2009-02-21 Thread Adam Olsen
On Feb 21, 10:48 am, a...@pythoncraft.com (Aahz) wrote:
> In article <499f397c.7030...@v.loewis.de>,
>
> =?ISO-8859-15?Q?=22Martin_v=2E_L=F6wis=22?=   wrote:
> >> Yes, I know that.  But every concrete representation of a unicode string
> >> has to have an encoding associated with it, including unicode strings
> >> produced by the Python parser when it parses the ascii string "u'\xb5'"
>
> >> My question is: what is that encoding?
>
> >The internal representation is either UTF-16, or UTF-32; which one is
> >a compile-time choice (i.e. when the Python interpreter is built).
>
> Wait, I thought it was UCS-2 or UCS-4?  Or am I misremembering the
> countless threads about the distinction between UTF and UCS?

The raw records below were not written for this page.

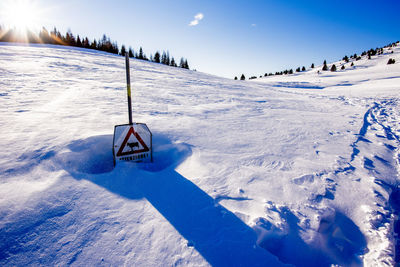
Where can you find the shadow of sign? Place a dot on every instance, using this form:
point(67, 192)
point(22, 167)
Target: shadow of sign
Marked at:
point(215, 232)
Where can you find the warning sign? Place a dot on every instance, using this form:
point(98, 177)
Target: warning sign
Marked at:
point(132, 142)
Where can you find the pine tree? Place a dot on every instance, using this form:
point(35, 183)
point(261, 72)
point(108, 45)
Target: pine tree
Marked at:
point(78, 41)
point(86, 43)
point(140, 56)
point(173, 63)
point(157, 57)
point(123, 50)
point(167, 59)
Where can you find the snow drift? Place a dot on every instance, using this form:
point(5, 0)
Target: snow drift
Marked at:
point(299, 170)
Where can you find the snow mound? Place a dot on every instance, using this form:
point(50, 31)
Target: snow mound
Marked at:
point(292, 170)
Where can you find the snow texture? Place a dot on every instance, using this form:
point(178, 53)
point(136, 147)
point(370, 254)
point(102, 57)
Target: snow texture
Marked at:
point(285, 170)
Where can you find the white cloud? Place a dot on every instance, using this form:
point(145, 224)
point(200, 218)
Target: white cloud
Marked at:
point(197, 19)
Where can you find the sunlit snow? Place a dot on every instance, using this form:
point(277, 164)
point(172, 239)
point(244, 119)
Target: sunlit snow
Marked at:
point(298, 169)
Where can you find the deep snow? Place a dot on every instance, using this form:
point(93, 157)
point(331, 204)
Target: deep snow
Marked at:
point(298, 169)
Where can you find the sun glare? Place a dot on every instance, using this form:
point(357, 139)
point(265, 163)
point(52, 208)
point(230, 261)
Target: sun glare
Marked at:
point(20, 14)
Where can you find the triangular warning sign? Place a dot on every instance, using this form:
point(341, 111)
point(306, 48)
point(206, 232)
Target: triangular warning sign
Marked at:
point(131, 146)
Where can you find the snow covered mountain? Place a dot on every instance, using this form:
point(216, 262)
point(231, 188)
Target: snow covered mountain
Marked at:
point(299, 170)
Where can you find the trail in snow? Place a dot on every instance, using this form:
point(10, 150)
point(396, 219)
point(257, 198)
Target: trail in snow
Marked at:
point(295, 170)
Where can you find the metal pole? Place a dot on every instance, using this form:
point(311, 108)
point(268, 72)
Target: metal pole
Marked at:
point(128, 86)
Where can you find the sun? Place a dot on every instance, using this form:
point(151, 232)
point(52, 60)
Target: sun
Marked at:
point(20, 14)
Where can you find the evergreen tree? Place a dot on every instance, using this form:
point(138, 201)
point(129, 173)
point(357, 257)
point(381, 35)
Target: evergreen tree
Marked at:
point(78, 42)
point(325, 67)
point(157, 57)
point(86, 43)
point(164, 58)
point(94, 44)
point(140, 56)
point(167, 59)
point(123, 50)
point(173, 63)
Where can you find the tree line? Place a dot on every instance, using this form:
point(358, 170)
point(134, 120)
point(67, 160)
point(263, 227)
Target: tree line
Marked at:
point(103, 44)
point(366, 54)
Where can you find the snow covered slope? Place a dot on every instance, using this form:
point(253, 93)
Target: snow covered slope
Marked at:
point(299, 170)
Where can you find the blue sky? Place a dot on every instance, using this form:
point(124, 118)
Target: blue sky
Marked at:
point(233, 37)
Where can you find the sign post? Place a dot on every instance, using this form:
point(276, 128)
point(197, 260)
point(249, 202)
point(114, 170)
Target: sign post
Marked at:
point(133, 141)
point(128, 87)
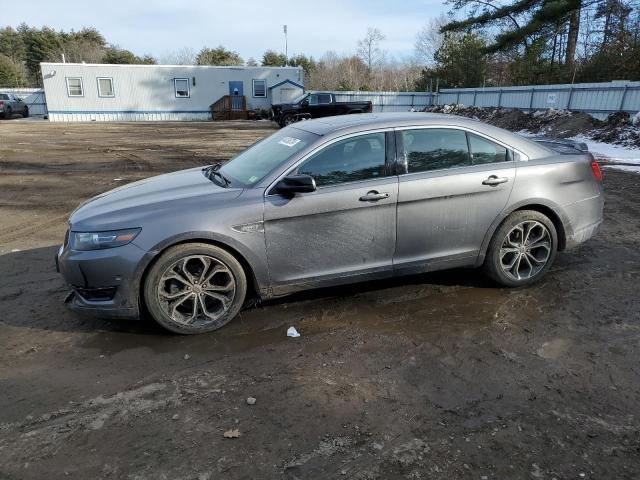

Nope, that's partly mislabeling and partly a bug.  UCS-2/UCS-4 refer
to Unicode 1.1 and earlier, with no surrogates.  We target Unicode
5.1.

If you naively encode UCS-2 as UTF-8 you really end up with CESU-8.
You miss the step where you combine surrogate pairs (which only exist
in UTF-16) into a single supplementary character.  Lo and behold,
that's actually what current python does in some places.  It's not
pretty.

See bugs #3297 and #3672.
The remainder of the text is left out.